How we change what others think, feel, believe and do
Think About It Close
After you've said what you can, give the person a little time to think about what you have told and shown them.
Don't leave them for too long (a couple of minutes is often enough) and preferably go where you can keep an eye on them. A way of handling this is to ask them how long they need.
I can see you're carefully thinking about. I'm going to step outside for a couple of minutes so you can decide in your own time.
How long would you like to think about it? Can I get you a cup of coffee whilst you decide?
Perhaps you'd like to talk about it together. Why don't you sit in the car and see how it feels. Take as long as you like -- I'll be here.
Not everyone decides quickly and many, and if pressed many will back away or react against the sales methods being used.
Decision-making is often a complex thought process pros and cons are weighed up and the person may not decide until they have gone through this process. This is particularly common in sales which involve significant money or other commitment.
Sometimes it just takes a little time to sink in. You have given them a lot of information which they need to process it and fit it in with their current models of the world.

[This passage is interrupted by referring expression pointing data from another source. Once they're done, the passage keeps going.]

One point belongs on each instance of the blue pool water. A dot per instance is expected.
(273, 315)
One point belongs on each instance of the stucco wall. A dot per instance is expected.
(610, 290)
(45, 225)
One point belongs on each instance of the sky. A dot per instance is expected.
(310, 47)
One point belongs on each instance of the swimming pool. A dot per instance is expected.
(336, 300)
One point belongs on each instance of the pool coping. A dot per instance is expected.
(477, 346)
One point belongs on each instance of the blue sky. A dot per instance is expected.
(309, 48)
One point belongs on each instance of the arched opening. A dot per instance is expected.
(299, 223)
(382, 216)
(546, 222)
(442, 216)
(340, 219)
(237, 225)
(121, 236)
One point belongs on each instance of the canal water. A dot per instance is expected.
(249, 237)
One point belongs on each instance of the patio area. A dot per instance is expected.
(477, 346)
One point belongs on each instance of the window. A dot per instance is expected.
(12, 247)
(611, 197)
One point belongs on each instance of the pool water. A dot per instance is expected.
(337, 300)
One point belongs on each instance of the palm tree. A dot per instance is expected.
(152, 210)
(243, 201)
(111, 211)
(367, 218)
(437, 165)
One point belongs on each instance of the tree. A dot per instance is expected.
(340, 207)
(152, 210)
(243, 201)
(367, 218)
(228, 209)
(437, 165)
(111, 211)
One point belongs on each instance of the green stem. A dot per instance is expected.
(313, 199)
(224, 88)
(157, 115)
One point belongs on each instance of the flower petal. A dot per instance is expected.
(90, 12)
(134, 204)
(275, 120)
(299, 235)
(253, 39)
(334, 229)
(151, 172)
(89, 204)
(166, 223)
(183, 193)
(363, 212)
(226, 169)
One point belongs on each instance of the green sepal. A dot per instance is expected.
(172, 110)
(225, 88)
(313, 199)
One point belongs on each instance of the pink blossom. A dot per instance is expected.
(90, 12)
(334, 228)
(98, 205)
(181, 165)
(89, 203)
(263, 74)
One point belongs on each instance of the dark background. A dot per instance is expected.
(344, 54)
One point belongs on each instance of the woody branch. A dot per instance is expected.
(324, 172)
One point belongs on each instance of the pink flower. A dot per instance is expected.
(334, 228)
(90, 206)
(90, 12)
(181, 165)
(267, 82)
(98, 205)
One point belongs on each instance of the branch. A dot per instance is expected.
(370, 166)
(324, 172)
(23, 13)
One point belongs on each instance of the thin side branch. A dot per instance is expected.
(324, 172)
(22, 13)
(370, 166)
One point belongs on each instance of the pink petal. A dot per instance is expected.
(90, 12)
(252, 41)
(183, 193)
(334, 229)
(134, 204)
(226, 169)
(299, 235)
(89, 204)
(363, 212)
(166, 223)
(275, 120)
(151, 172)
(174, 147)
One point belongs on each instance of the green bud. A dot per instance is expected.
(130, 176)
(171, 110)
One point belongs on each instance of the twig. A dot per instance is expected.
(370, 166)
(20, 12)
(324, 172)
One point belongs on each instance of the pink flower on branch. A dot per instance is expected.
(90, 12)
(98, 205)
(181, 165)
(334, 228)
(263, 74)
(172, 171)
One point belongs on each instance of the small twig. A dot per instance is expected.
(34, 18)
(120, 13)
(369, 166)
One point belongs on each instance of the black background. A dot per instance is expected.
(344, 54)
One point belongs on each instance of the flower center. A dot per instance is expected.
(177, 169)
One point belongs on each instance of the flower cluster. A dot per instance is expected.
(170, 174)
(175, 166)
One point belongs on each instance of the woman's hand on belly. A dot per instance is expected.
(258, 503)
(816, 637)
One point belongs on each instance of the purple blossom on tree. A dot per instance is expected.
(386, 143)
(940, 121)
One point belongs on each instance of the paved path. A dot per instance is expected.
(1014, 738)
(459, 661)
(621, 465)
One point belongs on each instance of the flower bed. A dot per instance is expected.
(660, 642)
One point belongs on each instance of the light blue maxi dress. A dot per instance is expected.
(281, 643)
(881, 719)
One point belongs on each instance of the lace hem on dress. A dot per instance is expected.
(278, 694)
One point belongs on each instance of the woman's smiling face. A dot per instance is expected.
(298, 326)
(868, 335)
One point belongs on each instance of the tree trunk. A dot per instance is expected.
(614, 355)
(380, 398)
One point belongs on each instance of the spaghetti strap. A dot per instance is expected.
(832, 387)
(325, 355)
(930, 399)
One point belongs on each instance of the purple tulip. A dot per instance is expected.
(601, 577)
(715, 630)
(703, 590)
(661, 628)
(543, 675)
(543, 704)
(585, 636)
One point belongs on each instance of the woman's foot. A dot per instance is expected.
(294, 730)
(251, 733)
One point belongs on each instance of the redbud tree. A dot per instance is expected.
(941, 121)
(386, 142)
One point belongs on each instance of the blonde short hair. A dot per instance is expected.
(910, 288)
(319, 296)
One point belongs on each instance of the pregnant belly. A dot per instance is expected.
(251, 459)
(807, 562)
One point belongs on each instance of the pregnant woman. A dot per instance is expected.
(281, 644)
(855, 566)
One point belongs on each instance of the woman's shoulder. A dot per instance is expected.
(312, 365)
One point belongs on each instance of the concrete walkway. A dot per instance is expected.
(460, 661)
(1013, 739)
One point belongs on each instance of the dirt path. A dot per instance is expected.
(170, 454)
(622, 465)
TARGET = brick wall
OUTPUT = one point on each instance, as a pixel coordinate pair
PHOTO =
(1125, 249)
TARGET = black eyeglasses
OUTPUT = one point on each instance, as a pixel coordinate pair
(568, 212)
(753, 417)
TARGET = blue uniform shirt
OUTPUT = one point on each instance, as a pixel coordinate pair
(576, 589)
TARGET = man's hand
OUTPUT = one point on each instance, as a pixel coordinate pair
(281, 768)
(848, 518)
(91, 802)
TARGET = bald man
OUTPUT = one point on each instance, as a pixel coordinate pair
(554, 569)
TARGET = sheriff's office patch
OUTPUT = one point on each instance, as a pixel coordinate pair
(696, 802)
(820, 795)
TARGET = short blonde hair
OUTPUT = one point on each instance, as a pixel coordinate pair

Of course there is a danger when the person thinks about it that they will say no. Depending on the sales context this could a bad or good thing. People who buy only because they are pressured are unlikely to return or recommend you. On the other hand this final 'soft sell' stage may well convince them that it is they who are in control and so will make the decision to buy.
The Think About It close is in some ways a form of Assumptive Close, as you are assuming that all they need is time to decide.